Das Orakel von Walddorf behielt recht: In der Verlängerung zündete die Mannschaft den Turbo. Angetrieben von bester Stimmung der noch dazu in der Lage gebliebenen Spielerinnen auf der Bank hielten die Mädels trotz anfänglicher Unterzahl stand und setzten am Ende zu einem unfassbaren 5:0-Lauf an.

Endstand: 38:33! Damit ist das Finalticket gebucht. Mattia macht dem 7:1-Fußball-WM 2014 Halbfinale Tippgeber Konkurrenz („Das wird ein knackiger 5-Tore Sieg!“), Chrisi hat den Kalorienverbrauch einer ganzen Woche hinter sich und die Mannschaft steht verdient im Finale!

Ein Sieg in dieser hitzigen Atmosphäre ohne Rückhalt von außen wäre kaum möglich gewesen: Ein ganz großes Dankeschön geht an unsere mitgereisten Fans!
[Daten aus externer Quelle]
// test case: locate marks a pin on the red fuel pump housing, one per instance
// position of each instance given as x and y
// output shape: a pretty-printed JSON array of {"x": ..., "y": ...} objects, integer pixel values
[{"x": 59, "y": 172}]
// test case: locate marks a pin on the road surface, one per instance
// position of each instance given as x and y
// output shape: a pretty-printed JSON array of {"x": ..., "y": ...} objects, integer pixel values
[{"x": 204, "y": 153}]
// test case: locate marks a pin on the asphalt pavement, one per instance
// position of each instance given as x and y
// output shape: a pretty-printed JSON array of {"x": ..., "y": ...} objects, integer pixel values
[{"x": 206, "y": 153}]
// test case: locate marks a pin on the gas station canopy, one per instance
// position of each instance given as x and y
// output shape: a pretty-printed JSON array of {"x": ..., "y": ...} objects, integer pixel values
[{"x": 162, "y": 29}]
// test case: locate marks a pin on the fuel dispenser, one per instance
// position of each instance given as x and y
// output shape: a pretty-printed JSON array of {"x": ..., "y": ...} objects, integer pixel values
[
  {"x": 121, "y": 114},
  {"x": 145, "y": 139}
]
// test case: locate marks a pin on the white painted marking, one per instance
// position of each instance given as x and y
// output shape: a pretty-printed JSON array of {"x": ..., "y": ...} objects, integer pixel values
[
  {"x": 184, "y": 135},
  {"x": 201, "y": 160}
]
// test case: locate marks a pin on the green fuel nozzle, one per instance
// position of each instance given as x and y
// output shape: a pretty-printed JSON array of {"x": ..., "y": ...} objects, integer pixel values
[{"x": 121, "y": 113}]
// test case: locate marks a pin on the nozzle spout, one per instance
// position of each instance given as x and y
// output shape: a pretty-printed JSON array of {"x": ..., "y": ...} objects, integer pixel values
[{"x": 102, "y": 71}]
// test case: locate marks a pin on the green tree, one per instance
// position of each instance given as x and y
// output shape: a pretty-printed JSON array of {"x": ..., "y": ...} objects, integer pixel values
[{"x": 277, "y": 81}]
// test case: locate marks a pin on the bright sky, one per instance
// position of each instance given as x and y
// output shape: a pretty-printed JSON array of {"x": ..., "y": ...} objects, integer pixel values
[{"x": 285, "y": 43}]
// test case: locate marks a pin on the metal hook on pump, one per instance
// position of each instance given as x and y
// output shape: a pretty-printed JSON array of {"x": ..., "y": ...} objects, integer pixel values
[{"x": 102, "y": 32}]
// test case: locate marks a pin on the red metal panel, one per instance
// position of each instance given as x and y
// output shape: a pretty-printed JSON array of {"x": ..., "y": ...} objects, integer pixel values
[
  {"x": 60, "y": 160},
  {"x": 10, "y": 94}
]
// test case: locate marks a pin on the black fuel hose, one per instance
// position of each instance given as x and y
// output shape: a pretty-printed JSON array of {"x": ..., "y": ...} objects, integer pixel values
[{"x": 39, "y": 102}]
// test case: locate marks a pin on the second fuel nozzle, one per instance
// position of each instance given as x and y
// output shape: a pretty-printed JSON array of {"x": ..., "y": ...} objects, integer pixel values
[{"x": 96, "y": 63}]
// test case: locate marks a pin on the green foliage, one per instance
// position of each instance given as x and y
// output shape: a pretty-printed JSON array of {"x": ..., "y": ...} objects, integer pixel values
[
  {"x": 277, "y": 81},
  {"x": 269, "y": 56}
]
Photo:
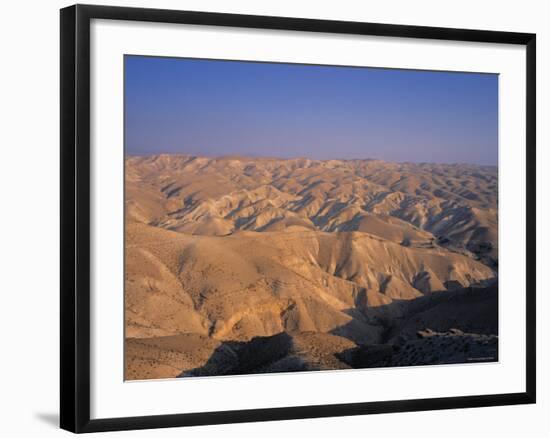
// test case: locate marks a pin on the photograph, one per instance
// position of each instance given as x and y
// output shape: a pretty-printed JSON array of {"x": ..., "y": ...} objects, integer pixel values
[{"x": 291, "y": 217}]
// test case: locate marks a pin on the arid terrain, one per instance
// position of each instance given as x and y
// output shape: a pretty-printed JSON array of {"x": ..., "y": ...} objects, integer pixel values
[{"x": 248, "y": 265}]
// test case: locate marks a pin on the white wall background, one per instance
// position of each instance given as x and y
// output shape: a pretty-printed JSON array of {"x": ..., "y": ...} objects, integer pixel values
[{"x": 29, "y": 240}]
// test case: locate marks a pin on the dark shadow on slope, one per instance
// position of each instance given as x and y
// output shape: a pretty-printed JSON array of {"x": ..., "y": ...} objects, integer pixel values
[
  {"x": 254, "y": 356},
  {"x": 459, "y": 326}
]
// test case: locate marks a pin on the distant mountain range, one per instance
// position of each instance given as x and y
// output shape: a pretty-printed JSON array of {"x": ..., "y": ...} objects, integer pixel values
[{"x": 349, "y": 259}]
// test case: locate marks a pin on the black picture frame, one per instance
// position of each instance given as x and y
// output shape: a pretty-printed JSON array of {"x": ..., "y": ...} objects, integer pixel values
[{"x": 75, "y": 217}]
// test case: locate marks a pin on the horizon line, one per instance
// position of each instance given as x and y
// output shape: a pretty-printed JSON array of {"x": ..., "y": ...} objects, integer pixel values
[{"x": 264, "y": 157}]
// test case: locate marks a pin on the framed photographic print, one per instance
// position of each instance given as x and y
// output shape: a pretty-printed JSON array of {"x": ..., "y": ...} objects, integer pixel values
[{"x": 269, "y": 218}]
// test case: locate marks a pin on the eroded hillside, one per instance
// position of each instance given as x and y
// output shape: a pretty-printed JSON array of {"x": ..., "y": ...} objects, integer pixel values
[{"x": 224, "y": 256}]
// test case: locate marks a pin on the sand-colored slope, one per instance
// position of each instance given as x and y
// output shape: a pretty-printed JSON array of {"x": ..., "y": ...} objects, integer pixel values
[
  {"x": 241, "y": 265},
  {"x": 258, "y": 284},
  {"x": 453, "y": 205}
]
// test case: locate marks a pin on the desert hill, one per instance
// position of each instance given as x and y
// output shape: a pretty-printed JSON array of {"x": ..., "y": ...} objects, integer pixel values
[{"x": 324, "y": 259}]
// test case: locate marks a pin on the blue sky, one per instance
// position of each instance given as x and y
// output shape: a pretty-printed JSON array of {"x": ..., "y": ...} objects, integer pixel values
[{"x": 209, "y": 107}]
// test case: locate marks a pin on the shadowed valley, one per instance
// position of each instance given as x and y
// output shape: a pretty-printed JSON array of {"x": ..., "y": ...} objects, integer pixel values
[{"x": 238, "y": 265}]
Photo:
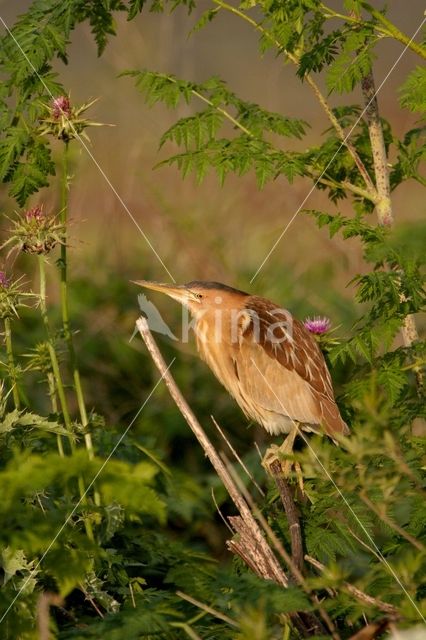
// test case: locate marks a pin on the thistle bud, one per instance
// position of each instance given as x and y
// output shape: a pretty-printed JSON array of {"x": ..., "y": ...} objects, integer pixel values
[
  {"x": 34, "y": 231},
  {"x": 4, "y": 280},
  {"x": 61, "y": 106},
  {"x": 65, "y": 121},
  {"x": 317, "y": 325},
  {"x": 11, "y": 296}
]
Eure Unterstützung hat uns durch die „Sauna-Phasen“ getragen und uns die nötige Kühle in der Verlängerung gegeben.

Tipps für den Ausgang des Endspiels könnt ihr ab sofort abgeben. Das große Finale findet am 26.04.um 17 Uhr in Walddorfhäslach statt. Wir freuen uns auf euren lautstarken Support in unserem ersten Finale!

Es spielten: Eva-Maria Nonnenmacher (Tor), Salome Jarck (Tor), Jule Schumacher (4), Antonia Eilebrecht, Marie Backmund (8), Annika Gaiser (2+6), Ina Wiedemann (7), Leonie Wurster, Miriam Peibst, Tabea Nonnenmacher (1), Debora Nonnenmacher (1), Leah Troost (6+1), Helen Stadelmaier (2), Mattia Kuhn, Hanna Kleß.

Es coachten: Chrisi Griesinger, Christian Beck, Aline Pfeffer.